Ach du meine Güte, wo bleiben meine Manieren?“ Er lachte kurz, balancierte geschickt an mir vorbei, betätigte den Wasserhahn und wusch sich lange und ausgiebig seine Hände.

Ich stand mit dem Rücken zu ihn, als er das Gespräch begann:

Es wundert mich, dass du heute gekommen bist.“

Ich erwiderte seine Aussage mit einem kurzen, nach einer Frage klingenden Räuspern.

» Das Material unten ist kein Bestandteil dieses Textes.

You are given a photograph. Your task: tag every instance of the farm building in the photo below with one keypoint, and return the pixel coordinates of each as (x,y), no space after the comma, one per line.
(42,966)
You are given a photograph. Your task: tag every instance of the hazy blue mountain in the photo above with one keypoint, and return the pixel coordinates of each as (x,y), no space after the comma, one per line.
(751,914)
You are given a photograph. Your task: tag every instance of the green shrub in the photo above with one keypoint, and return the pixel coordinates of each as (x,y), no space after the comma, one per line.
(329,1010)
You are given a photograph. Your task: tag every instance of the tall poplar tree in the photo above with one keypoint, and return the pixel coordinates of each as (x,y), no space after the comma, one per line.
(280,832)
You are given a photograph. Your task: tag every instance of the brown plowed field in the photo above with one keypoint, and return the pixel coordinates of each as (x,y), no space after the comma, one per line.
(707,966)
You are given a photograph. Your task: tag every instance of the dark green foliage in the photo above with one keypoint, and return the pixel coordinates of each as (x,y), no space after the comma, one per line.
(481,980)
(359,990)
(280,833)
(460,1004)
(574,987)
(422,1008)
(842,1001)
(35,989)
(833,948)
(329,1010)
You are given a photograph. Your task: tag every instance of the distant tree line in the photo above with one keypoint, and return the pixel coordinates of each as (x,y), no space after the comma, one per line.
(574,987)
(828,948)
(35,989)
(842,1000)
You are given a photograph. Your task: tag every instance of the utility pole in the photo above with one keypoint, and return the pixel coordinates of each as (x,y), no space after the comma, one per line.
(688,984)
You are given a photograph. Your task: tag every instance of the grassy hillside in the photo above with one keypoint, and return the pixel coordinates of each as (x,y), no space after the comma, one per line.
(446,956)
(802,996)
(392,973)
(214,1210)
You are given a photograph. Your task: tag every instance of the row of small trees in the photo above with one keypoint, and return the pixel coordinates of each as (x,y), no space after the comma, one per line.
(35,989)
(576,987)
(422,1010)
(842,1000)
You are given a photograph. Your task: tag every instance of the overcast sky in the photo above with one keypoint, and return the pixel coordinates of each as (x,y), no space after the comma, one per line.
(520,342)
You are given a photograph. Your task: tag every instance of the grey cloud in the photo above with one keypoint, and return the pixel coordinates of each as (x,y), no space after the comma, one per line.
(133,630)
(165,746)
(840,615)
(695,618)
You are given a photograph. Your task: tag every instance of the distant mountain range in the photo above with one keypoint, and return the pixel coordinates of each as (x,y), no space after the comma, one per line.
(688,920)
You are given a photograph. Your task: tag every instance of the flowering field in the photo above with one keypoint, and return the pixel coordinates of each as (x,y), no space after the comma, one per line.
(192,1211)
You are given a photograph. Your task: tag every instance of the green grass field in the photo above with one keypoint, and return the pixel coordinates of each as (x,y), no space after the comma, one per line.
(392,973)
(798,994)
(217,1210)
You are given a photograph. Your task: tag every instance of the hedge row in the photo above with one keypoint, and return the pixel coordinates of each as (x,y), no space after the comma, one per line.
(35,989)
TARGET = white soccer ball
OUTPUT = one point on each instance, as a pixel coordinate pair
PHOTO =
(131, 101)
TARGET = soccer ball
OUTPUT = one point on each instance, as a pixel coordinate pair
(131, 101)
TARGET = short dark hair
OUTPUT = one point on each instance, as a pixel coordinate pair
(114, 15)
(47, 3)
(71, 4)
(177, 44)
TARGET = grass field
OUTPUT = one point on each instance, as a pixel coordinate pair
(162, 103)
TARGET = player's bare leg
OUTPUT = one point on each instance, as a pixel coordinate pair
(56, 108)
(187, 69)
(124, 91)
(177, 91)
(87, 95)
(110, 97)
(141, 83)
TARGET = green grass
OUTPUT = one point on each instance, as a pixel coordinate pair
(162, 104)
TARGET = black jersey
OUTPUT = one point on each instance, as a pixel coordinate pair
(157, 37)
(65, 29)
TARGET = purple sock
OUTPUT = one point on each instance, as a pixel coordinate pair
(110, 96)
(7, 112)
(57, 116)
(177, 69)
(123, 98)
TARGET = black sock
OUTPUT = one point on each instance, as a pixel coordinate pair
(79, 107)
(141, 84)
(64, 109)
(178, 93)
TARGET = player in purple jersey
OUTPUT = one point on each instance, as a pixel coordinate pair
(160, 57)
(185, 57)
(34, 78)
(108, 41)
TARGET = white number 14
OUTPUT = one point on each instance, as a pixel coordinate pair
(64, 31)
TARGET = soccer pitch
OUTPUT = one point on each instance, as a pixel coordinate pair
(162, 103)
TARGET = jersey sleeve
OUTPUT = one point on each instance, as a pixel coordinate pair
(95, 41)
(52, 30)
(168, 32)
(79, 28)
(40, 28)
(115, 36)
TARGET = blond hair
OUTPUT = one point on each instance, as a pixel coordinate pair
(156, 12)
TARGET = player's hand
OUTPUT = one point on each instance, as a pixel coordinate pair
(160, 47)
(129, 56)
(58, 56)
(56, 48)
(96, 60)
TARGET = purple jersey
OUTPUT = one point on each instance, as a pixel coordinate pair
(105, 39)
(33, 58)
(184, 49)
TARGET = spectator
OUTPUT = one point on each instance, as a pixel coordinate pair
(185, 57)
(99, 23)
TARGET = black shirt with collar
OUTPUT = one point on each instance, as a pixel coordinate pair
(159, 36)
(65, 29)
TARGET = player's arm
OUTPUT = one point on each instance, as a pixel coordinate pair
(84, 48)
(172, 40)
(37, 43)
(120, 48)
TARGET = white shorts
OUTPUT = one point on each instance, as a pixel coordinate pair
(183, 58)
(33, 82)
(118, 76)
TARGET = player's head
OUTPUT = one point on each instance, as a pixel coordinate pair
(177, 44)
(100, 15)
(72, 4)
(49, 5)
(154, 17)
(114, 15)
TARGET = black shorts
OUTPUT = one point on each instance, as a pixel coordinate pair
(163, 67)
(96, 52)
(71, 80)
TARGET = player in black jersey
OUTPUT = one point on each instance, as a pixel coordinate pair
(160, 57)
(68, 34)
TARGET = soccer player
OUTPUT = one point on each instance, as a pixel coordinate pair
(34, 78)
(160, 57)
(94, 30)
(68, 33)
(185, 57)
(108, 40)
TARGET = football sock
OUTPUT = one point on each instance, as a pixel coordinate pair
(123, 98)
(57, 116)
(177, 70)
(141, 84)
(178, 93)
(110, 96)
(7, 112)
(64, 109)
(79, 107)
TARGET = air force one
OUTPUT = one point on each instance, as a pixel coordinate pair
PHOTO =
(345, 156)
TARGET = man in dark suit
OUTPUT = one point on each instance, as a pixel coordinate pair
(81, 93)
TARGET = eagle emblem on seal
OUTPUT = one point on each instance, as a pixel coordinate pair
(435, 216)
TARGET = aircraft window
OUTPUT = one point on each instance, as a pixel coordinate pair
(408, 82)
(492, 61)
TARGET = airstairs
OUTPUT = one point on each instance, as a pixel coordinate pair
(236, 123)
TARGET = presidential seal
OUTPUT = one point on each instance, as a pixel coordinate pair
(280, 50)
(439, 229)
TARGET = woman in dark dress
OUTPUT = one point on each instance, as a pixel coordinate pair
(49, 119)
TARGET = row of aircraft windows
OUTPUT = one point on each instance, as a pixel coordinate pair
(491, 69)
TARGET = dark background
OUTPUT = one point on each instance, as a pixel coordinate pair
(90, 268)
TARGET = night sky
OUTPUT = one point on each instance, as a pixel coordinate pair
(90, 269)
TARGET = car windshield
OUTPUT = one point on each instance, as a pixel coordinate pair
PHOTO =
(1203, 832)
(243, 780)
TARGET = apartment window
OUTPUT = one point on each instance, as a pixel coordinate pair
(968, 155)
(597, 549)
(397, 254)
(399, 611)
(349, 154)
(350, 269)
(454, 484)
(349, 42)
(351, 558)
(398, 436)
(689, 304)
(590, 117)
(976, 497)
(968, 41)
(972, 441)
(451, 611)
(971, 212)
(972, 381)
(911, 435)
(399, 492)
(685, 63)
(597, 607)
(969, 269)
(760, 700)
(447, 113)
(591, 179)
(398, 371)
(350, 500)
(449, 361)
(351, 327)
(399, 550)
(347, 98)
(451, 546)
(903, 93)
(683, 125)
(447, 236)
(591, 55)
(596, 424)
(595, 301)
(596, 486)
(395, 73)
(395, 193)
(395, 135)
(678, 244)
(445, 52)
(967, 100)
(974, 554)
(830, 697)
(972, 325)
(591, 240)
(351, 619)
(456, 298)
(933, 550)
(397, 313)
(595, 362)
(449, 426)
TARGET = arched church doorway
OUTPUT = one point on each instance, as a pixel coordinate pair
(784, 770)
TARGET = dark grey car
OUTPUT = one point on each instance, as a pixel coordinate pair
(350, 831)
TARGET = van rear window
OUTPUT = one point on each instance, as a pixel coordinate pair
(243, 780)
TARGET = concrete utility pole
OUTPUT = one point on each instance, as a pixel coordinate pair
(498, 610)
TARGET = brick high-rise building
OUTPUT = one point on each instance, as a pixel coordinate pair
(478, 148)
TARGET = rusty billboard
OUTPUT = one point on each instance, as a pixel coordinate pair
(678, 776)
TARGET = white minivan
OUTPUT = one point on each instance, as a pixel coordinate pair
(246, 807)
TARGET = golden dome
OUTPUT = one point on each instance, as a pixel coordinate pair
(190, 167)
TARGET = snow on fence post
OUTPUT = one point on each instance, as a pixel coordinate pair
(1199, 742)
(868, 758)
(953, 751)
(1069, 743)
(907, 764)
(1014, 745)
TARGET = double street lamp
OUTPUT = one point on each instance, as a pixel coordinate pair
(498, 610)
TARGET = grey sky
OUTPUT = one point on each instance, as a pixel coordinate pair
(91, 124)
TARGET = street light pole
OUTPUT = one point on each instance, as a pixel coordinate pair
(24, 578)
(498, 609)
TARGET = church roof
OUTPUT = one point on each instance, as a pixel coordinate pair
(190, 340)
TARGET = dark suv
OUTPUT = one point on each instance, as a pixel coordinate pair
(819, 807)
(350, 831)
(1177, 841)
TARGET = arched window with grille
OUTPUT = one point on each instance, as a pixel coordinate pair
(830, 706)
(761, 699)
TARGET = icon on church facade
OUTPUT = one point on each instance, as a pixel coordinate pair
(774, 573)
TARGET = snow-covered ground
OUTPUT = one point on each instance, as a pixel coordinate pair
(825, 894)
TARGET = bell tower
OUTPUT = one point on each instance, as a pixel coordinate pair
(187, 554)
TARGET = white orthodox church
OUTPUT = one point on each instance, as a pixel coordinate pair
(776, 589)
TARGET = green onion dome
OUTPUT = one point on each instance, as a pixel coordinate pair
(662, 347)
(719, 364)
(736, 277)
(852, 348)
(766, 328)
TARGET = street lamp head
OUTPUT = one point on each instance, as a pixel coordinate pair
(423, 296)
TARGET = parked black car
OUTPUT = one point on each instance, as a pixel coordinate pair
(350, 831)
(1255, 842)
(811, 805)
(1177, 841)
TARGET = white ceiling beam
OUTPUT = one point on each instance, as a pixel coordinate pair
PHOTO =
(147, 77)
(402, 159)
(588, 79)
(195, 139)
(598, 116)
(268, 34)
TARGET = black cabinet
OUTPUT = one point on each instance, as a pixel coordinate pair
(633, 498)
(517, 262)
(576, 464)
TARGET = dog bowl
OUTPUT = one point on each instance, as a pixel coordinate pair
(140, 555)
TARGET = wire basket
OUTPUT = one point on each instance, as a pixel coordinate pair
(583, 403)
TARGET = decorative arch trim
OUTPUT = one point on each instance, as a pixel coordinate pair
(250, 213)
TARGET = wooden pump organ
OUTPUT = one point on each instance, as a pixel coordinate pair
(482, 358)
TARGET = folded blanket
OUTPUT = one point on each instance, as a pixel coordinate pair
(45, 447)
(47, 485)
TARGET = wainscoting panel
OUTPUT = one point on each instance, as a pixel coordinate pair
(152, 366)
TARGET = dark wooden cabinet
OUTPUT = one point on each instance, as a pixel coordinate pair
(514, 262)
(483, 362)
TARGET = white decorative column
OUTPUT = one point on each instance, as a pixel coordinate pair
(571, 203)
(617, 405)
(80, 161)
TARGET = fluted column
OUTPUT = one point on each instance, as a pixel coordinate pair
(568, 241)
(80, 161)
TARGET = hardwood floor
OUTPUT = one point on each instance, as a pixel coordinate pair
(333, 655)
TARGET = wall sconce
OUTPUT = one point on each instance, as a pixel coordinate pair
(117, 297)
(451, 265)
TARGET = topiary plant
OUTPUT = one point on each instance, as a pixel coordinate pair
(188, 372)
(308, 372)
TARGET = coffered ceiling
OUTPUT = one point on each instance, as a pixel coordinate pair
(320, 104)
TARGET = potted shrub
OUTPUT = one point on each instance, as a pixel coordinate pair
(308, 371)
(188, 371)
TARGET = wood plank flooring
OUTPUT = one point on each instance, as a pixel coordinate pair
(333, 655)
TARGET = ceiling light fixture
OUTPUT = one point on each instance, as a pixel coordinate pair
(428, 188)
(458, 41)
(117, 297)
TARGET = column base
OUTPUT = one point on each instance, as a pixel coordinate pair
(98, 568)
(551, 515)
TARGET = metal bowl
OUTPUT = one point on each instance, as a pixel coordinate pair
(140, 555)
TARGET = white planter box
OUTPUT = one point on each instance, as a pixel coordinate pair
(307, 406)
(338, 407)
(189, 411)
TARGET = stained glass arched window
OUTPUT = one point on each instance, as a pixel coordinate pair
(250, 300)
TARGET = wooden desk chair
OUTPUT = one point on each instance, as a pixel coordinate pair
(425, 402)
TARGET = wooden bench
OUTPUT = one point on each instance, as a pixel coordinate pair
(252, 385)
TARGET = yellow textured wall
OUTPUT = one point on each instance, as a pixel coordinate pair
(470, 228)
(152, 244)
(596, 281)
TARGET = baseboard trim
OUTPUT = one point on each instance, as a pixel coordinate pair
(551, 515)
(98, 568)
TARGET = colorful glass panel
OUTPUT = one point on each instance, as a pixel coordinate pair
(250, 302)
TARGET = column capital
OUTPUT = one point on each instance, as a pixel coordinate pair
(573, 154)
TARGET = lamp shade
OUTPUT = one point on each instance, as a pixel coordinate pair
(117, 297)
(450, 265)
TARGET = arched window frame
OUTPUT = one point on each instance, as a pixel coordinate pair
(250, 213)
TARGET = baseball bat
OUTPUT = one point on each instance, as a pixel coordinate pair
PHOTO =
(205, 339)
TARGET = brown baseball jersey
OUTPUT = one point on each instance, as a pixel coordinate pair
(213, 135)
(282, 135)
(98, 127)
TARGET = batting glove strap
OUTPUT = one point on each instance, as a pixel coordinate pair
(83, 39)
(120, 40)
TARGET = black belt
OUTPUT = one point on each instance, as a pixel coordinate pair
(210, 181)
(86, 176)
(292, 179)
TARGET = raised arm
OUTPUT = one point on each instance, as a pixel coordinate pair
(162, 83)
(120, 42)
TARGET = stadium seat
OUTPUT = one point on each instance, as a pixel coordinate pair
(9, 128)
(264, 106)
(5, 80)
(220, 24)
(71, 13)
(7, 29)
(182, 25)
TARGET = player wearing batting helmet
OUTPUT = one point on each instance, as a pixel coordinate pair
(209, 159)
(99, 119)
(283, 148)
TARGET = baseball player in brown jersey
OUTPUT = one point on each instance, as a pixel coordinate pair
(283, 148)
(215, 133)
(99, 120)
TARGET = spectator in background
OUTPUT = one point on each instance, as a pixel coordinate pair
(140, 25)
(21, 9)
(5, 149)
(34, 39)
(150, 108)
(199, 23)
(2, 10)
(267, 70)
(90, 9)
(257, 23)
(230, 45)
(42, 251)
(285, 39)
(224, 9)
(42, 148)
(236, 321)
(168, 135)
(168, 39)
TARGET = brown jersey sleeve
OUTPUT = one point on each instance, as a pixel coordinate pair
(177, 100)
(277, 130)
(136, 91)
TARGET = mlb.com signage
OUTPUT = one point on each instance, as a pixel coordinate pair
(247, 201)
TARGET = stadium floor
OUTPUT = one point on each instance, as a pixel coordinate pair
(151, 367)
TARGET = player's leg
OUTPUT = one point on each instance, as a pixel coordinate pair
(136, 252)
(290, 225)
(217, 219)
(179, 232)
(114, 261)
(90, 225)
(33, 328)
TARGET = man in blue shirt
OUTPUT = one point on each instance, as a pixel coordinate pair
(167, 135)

Nun“, fuhr der junge Mann fort, während er sich im Spiegel begutachtete und seine Haare richtete, „ bei diesem Nebel. Falls es dir nicht aufgefallen sein sollte, wir sind total unterbesetzt. Und heute Nachmittag ist Redaktionsschluss. Das schaffen wir nie.“

Ich starrte weiter auf meine Hände.

Der Mann richtete sich noch etwas her und erzählte von den Schwierigkeiten, die er hatte, als er heute hierher gefahren war. Als er fertig war, klopfte er mir auf die Schulter, forderte mich zum mitkommen auf und sagte laut und deutlich meinen Namen.

Noch bevor ich dem Unbekannten ins Gesicht sehen konnte, war er aus dem Bad gegangen. Perplex, stand ich noch einige Sekunden regungslos da, bis der Schmerz in meinen Handflächen mich aus meiner Erstarrung weckte.